The Fiscal and Economic Context
Beyond the refinery protection argument, the policy also ties into the President’s broader fiscal reform agenda. Since coming into office, the administration has pursued a sequence of bold, sometimes unpopular, economic policies – from subsidy removal to exchange rate unification – all aimed at stabilising Nigeria’s fiscal framework.
This new import duty aligns with that trajectory. It supports the administration’s goal of boosting non-oil revenues, reducing import dependency, and conserving foreign exchange reserves. Every litre of fuel refined locally represents foreign currency saved, a stronger naira, and a more resilient domestic economy.
Dr. Adedeji highlighted this dual benefit in his memo, stating that the government’s role was “twofold – to protect consumers and domestic producers from unfair pricing practices and collusion while ensuring a level playing field for refiners to recover costs and attract investments.”
Concerns About Price Impact
Despite the strategic logic, many Nigerians worry about the immediate implications. Fuel price adjustments often trigger a chain reaction across the economy. From higher transportation costs to increased food prices. In a country already grappling with double-digit inflation, any additional cost at the pump could deepen hardship.
However, government officials insist the framework is designed to avoid “price shocks.” The projected increase, they argue, is modest compared to regional benchmarks and necessary for long-term stability.
Still, the real test will lie in implementation. Analysts warn that without proper monitoring, the new tariff could be exploited by middlemen and marketers to justify excessive price hikes. Transparency and enforcement by the NMDPRA will therefore be crucial to maintaining public trust.
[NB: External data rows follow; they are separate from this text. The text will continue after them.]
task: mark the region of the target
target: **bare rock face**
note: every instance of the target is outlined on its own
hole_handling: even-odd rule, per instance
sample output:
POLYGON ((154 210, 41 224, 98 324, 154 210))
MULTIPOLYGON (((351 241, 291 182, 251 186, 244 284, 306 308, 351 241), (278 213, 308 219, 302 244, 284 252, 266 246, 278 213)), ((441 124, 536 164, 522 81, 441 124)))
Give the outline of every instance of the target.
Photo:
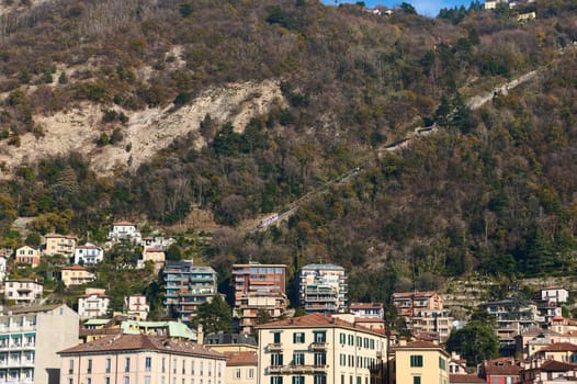
MULTIPOLYGON (((220 124, 230 122, 241 132, 250 118, 268 113, 278 104, 284 101, 279 81, 274 80, 210 89, 180 109, 171 104, 137 112, 122 111, 128 117, 122 129, 122 142, 99 147, 104 108, 84 102, 49 116, 34 116, 42 135, 22 135, 19 147, 9 146, 5 140, 0 143, 0 178, 11 178, 22 163, 71 151, 88 158, 91 168, 101 176, 113 174, 118 169, 135 169, 173 140, 199 131, 206 114, 220 124)), ((205 144, 197 135, 195 148, 205 144)))

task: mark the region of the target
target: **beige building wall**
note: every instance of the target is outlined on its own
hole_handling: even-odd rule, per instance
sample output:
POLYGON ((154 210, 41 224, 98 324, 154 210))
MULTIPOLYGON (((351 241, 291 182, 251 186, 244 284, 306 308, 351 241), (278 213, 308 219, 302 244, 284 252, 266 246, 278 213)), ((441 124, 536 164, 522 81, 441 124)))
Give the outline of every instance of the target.
POLYGON ((129 349, 63 355, 61 384, 224 384, 225 361, 129 349))
POLYGON ((439 346, 399 347, 395 350, 395 383, 449 384, 449 358, 439 346))
POLYGON ((38 313, 34 384, 58 384, 60 357, 56 352, 78 343, 79 321, 66 305, 38 313))

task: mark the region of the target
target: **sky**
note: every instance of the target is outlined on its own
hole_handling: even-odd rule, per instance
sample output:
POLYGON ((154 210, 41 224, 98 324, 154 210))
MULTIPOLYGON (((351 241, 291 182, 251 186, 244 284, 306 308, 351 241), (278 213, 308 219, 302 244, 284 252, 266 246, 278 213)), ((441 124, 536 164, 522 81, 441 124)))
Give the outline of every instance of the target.
MULTIPOLYGON (((427 16, 435 16, 441 8, 453 8, 455 5, 468 7, 471 0, 364 0, 366 7, 372 8, 382 4, 388 8, 394 8, 403 1, 408 2, 417 9, 417 12, 427 16)), ((335 4, 335 0, 323 0, 326 4, 335 4)), ((357 0, 338 0, 338 3, 357 2, 357 0)))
Nigeria’s path to energy self-sufficiency has been long and fraught, but the signs of progress are visible. The combination of private sector investment, deregulation, and now tariff protection suggests a deliberate shift from dependence to domestic strength.
President Tinubu administration’s message is consistent: the era of import reliance must end. The government envisions a future where Nigeria refines its crude, prices its products in naira, and exports surplus fuel to regional markets. If achieved, this could redefine the country’s role in Africa’s energy landscape.
The introduction of a 15 percent import duty on petrol and diesel is both a policy statement and a test of political will. It challenges the old order where importers dominated the fuel market and opens a new chapter for local producers to thrive.
Yet, as with all reforms, the outcome will depend on execution. If managed efficiently, the policy could strengthen the downstream sector, enhance fiscal stability, and lay the foundation for true energy independence. But if mismanaged, it risks eroding public confidence and reigniting the same market chaos it seeks to cure.
For now, President Tinubu’s move reflects a government willing to take calculated risks for long-term gain. It’s a bold step toward reclaiming Nigeria’s energy future – one refinery, one litre, and one policy at a time.